I needed a distraction. So I ran.

I graded papers.

I went for another run.

I ate cold pizza with Ian.

I showered. Not with Ian.

And I called Penny again before climbing into bed. Again it went to voicemail.

I’d checked the security feed from outside her dorm earlier. She’d never returned to it. I wondered if she was out with friends somewhere. Drinking. I really didn’t like the idea of that. She was supposed to be taking it easy.

I stared at my ceiling. I knew she’d call when she was ready. I just wished I could fast forward time.

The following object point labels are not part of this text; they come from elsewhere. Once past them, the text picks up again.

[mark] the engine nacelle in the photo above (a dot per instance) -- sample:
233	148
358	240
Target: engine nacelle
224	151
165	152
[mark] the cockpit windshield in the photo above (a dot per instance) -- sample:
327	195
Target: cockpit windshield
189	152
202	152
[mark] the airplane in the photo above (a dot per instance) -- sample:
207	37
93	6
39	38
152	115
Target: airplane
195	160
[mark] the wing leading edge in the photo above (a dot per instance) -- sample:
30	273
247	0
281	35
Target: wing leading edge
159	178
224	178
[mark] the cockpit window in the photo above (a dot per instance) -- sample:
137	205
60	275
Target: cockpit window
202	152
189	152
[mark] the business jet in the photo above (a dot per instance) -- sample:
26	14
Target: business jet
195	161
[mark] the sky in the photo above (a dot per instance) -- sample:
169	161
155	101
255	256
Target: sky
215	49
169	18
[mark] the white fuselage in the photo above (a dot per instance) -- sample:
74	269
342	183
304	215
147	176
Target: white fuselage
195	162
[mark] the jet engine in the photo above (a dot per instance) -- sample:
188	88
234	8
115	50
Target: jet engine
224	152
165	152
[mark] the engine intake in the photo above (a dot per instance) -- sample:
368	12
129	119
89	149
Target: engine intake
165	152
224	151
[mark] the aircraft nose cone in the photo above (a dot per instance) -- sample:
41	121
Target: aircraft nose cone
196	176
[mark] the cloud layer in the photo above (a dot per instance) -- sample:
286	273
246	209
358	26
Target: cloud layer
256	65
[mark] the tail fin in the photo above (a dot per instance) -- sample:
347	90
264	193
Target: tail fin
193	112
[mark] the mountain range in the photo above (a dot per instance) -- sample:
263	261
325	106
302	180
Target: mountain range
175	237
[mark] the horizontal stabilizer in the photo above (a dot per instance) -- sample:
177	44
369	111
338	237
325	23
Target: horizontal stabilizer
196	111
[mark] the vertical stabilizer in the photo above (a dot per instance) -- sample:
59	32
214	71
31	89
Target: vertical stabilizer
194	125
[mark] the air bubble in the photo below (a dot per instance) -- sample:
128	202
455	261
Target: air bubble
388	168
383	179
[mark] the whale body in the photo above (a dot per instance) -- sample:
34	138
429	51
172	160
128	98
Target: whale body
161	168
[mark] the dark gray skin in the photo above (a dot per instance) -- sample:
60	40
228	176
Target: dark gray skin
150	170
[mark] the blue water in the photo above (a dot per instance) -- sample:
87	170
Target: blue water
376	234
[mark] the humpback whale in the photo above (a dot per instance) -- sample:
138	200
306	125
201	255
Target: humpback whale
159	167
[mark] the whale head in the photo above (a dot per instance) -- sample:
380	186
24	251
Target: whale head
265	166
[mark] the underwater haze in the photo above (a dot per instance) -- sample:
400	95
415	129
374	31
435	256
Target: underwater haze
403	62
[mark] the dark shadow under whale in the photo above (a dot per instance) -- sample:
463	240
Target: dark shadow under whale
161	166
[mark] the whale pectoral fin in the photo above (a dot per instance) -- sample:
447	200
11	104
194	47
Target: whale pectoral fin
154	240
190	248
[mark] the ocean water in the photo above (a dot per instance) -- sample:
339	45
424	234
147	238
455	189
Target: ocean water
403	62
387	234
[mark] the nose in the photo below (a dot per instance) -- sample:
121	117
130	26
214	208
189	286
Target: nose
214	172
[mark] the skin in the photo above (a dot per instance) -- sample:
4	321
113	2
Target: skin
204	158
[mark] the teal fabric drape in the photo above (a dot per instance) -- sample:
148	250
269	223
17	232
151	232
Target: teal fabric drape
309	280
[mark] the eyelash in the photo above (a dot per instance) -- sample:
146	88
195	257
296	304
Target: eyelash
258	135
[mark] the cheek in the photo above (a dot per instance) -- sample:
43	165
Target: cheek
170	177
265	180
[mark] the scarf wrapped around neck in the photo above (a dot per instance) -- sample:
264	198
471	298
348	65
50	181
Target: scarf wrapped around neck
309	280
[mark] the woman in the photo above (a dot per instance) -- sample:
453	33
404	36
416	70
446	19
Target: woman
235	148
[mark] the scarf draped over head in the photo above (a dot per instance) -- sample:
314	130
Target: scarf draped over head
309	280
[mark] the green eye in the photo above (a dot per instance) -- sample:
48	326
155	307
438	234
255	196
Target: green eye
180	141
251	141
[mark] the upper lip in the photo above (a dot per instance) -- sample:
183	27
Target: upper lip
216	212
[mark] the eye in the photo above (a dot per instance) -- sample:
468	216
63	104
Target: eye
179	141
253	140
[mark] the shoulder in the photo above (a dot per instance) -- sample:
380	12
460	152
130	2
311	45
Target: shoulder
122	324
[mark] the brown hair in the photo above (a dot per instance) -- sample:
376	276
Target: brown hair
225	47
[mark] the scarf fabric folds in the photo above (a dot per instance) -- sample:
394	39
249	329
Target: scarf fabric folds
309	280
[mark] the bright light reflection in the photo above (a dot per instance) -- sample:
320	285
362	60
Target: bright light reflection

Three hours later, my phone buzzing would have woken me up if I wasn’t still wide awake staring at my ceiling. I grabbed it and glanced at the display. It was 2 a.m. But more importantly…I finally had a text from Penny.

"Are you up?"

I texted back. "Yes." But you shouldn’t be. She needed rest. What the hell was she doing?

My phone buzzed again. "Can we talk?"

Seriously, why the hell was she up right now? Maybe she was having as much trouble sleeping as I was. And I could fix that situation. "I'll come get you. Are you in your dorm?"

"We can talk on the phone. Call me."

I frowned at the text. "I want to see you." I need to see you. I needed to make sure she was okay. She’d left more than 12 hours ago.

She didn’t text back right away.

Fuck. She was breaking up with me. The thought settled around me. But I immediately pushed it away. That wasn’t going to happen. Finally my phone buzzed again.

"Let's just wait until the morning. I'm actually pretty tired."

Of course you are, it’s fucking 2 a.m. And I had a sinking feeling in my stomach. It wasn’t that she didn’t want to talk to me. She said we could talk on the phone. Which meant she just didn’t want me to know where she was. "Penny, where are you?"

My phone buzzed again. "Please don't freak out."

If she was with Tyler, I was most definitely going to kill him. I gritted my teeth as I typed out a response. "Where are you?"

"I'm in the hospital."

I stared at her text. For a second, my tired brain refused to understand her words.

And then it hit me like a ton of bricks.

What the fuck? What happened? I pushed the covers off of me.

I never should have let her leave. I knew it and I still fucking let her.

I almost fell over as I hopped around, pulling on a pair of jeans while balancing my phone. "I'll be there in twenty minutes."

"I think visiting hours are over."

Fuck that. She needed me. And I was always going to show up for her when she needed me now.